NIST stumps for federal security team

The National Institute of Standards and Technology will form a new security team to help guard against and respond to Internet break-ins at civilian agency sites, under a plan being considered by the Government Information Technology Services (GITS) Working Group.

The new security group would respond to computer intrusions, provide agencies with guidance and vulnerability "fixes," develop and maintain publicly available tools, perform vulnerability analyses and conduct follow-up studies of incidents. It would also operate a 24-hour emergency hot line.

NIST envisions the team as filling a void that has developed as a result of recent changes to the Office of Management and Budget's Circular A-130. Although the changes require all agencies to maintain a computer security response capability, the majority of civilian agencies do not operate their own security teams.

"We would cover [civilian agencies] who do not have an existing team," said Marianne Swanson, a computer specialist at NIST's Computer Security Division. "And we would work with the other government agency teams that are already in existence. We envision that we will be a pretty big powerhouse."

Under the plan, the Energy Department's Computer Incident Advisory Capability (CIAC) and the Defense Advanced Research Projects Agency-funded Computer Emergency Response Team (CERT) would jointly operate the service at their sites.

"It would be run by both CIAC and CERT's facilities," Swanson said. "There would still be a CIAC team to handle Energy Department issues, but CIAC would also house a big part of the governmentwide capability. And that would work the same way for CERT."

NIST would act as a temporary coordinator while the program is being started.

NIST wants funding of about $8 million over two years to start up the program, which could get the go-ahead as soon as two months from now.

A fully functional incident response capability would be up and running within six months of receiving funding approval, according to NIST. GITS is an inter-agency group that addresses issues related to the National Performance Review and the administration's National Information Infrastructure initiative. The money for the program would come from the GITS Innovation Fund.

Gayle Gordon, head of the GITS Innovation Fund, would not comment on the likelihood of funding for the proposal.

Agencies without their own security response teams now have few options in the event of an intrusion. They can call CERT, the largest and oldest computer security response team in the world, but CERT responds to a constituency that is as large as the Internet itself. As a result, it does not give specialized service.
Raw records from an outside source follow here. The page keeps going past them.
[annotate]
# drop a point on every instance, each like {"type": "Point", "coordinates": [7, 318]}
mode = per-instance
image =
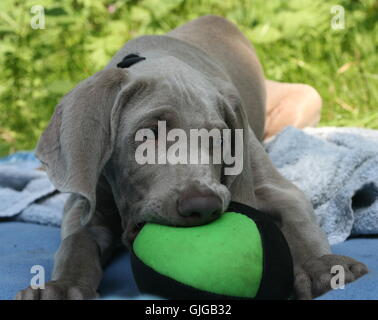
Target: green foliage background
{"type": "Point", "coordinates": [293, 38]}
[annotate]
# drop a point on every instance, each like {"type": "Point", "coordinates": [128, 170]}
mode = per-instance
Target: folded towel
{"type": "Point", "coordinates": [337, 168]}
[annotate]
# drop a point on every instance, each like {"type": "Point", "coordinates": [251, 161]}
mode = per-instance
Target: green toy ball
{"type": "Point", "coordinates": [241, 255]}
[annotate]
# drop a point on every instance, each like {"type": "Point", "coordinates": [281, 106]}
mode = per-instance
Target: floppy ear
{"type": "Point", "coordinates": [79, 139]}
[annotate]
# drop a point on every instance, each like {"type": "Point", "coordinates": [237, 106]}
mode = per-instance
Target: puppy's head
{"type": "Point", "coordinates": [153, 132]}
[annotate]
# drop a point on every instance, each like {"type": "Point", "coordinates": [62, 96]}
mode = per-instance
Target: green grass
{"type": "Point", "coordinates": [293, 38]}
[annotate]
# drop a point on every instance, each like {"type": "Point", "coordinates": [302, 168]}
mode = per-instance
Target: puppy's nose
{"type": "Point", "coordinates": [204, 207]}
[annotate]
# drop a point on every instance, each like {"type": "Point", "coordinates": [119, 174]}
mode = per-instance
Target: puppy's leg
{"type": "Point", "coordinates": [78, 262]}
{"type": "Point", "coordinates": [294, 104]}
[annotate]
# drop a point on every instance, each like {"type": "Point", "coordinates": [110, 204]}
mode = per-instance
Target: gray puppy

CIAC does offer specialized security service on a fee basis, and the new team would expand on this concept. It would also make the sharing of vulnerability information easier, supporters said.

Tearing Down the Barriers

Response teams' hesitancy to share information continues to obstruct efforts to develop a central resource for break-in statistics.

"We want this group to cross agency boundaries and augment agencies' [existing] capabilities," Swanson said. "We feel there's a benefit to having similar music that all agencies can follow—recommendations, guidance, tools. It will be a more common set of tools that all can use."

"So many agencies don't have a response capability," said Sandy Sparks, CIAC's director. "If the proposal gets funded, it will be a really proactive step."

Currently, only DOE, NASA, the Defense Department, the Air Force, the Navy, the Veterans Health Administration and the Small Business Administration have their own security response teams.

However, DARPA has signaled that it will stop funding CERT for its emergency response capabilities, though it will continue funding for CERT to conduct research in computer security.

NIST would help set up the security team, but eventually the service would operate from fees paid by member agencies and be self-sustaining. The GITS Innovation Fund gives one-time loans to government technology projects.

"GITS will get it started, but then it will have to live in the cold, hard world," said Tim Grantz, a computer security specialist at NIST.

"It's ambitious in a time of constrained resources, [and] it remains to be seen how willing people are to spend money on security," he said. "It's a good first step toward giving agencies an effective service that helps people meet the regulatory intent of Circular A-130."

"It's ambitious because we're taking on a large, large role, and a lot of the functions we're going to perform require a lot of time, effort and money," NIST's Swanson said.

NIST is taking additional steps to promote more open sharing of security statistics among federal agencies, universities and businesses. NIST will conduct a workshop on data sharing June 10-12.